Days on Market again dropped by double digits in March: 23.5 percent to 52 days, compared to 68 days in March 2017.
Days on the Market in February dropped by 23.8 percent to 48 days, compared to 63 days in February 2017. Days on Market also dropped by double digits in January by 20 percent to 48 days, compared to 60 days in January 2017.
Inventory declined even more in March, down 34.2 percent to 1,436, compared to 2,183 in March 2017.
Inventory also was down in February, down 30.1 percent to 1,497, compared to 2,141 in February 2017. Inventory also declined in January, down 27.9 percent to 1,551, compared to 2,152 in January 2017.
Months Supply in March was again down, by 37.5 percent to 2 months, compared to 3.2 months in March 2017.
Months Supply dipped in February, down 34.4 percent to 2.1 months, compared to 3.2 months in February 2017. Months Supply also dipped in January, down 31.3 percent to 2.2 months, compared to 3.2 months in January 2017.
Average Sales Price jumped in March by 17.5 percent to $231,423, compared to $196,949 in March 2017.
The Average Sales Price in February was up 2.1 percent to $212,530, compared to $208,197 in February 2017. The Average Sales Price in January was also up: 17 percent to $227,565, compared to $194,421 in January 2017.
The Median Sales Price also was up significantly in March: 17.6 percent to $200,000 from $170,000 in March 2017.
The Median Sales Price also rose in February, by 2.9 percent to $175,000, compared to $170,000 in February 2017. The Median Sales Price was also up in January, by 11.8 percent to $188,900, compared to $169,000 in January 2017.
The Percentage Of List Price Received continued its upward trend to 98.3 percent in March, compared to 97.8 percent in March 2017.
The Percentage of List Price Received was up slightly in February, by 0.4 percent to 97.7 percent, compared to 97.3 percent in February 2017. The Percentage of List Price Received was also up in January, by 1.1 percent to 97.5 percent, compared to 96.4 percent in January 2017.
The Housing Affordability Index continued its decline, this time by double figures, down 16.5 percent in March compared to March 2017.
The Housing Affordability Index in February was down 4.2 percent, and in January, it was down 9.2 percent, compared to February and January 2017, respectively.
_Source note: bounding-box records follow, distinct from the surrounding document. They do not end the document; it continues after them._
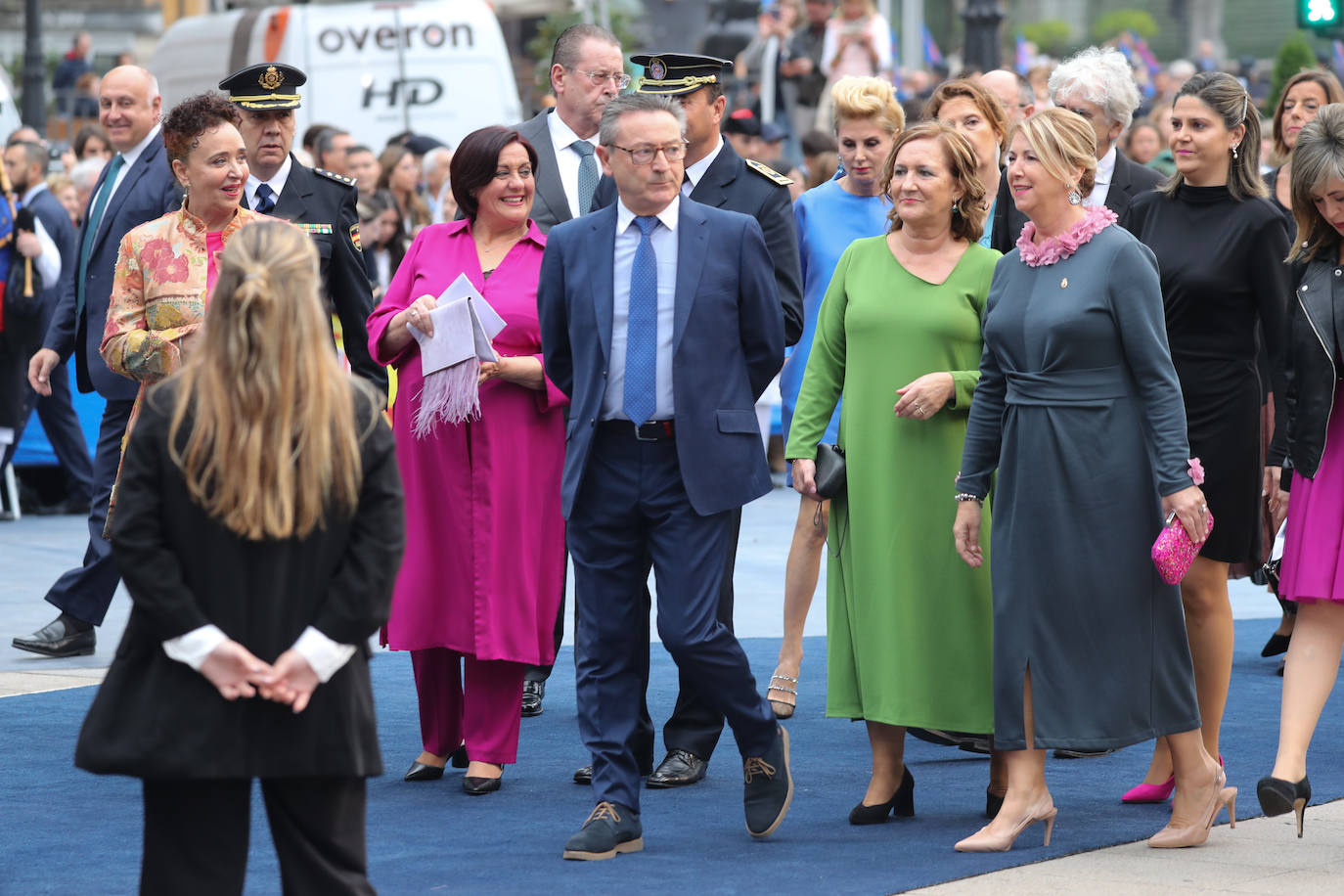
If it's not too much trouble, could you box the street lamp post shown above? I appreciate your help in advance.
[961,0,1004,71]
[22,0,47,133]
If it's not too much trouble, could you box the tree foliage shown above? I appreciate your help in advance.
[1092,10,1157,43]
[1265,31,1316,112]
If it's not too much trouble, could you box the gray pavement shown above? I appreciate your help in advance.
[0,480,1344,896]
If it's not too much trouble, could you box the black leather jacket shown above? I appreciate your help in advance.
[1270,260,1344,490]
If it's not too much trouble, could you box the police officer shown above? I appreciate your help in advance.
[219,64,387,396]
[574,53,802,787]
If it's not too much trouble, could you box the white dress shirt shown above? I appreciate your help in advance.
[603,197,682,421]
[682,134,723,199]
[1083,147,1115,208]
[164,625,355,684]
[244,156,294,211]
[546,112,603,217]
[15,181,61,289]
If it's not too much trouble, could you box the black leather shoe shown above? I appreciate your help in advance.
[741,726,793,837]
[646,749,709,790]
[522,681,546,719]
[402,759,443,781]
[849,767,916,825]
[564,800,644,861]
[463,769,504,796]
[11,612,98,658]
According to the GLVR, the March data “showed a relatively slow start to the spring housing market in the Lehigh Valley, courtesy of the chilly weather and the lack of abundant inventory.”
However, “with high buyer activity and current sellers receiving, on average, 98.3 percent of list price, GLVR leadership believes more sellers should feel ready and willing to list,” stated the March report.
“Economic indicators such as unemployment rates and consumer confidence are in an improved state, and sellers currently hold the keys in the buyer-seller relationship,” said GLVR CEO Justin Porembo.
“Buyer demand has remained strong enough to keep prices on the rise, which should continue for the foreseeable future. Housing is proving its resiliency in a consistently improving economy,” Porembo said.
The March GLVR report noted that “The Federal Reserve raised its key short-term interest rate by .25 percent in March, citing concerns about inflation. It is the sixth rate increase by the Fed since December 2015, and at least two more rate increases are expected this year.”
Observed Sean LaSalle, 2018 President of GLVR: “Borrowing money will be more expensive, particularly for home equity loans, credit cards and adjustable rate mortgages, but rising wages and a low national unemployment rate that has been at 4.1 percent for five months in a row would seem to indicate that we are prepared for this.
“Having the financial ability to make a move clearly seems feasible to many eager buyers amidst a healthy economy, whether life events such as marriage, children, employment change or desirable downsizing is the reason for moving,” LaSalle said.
The GLVR March report continued: “Some markets have had increases in signed contracts, but the vast majority of the nation continues to experience fewer closed sales and lower inventory compared to last year at this time.
“And although mortgage rates have risen to their highest point in four years, they have been quite low for several years,” the GLVR March report concluded.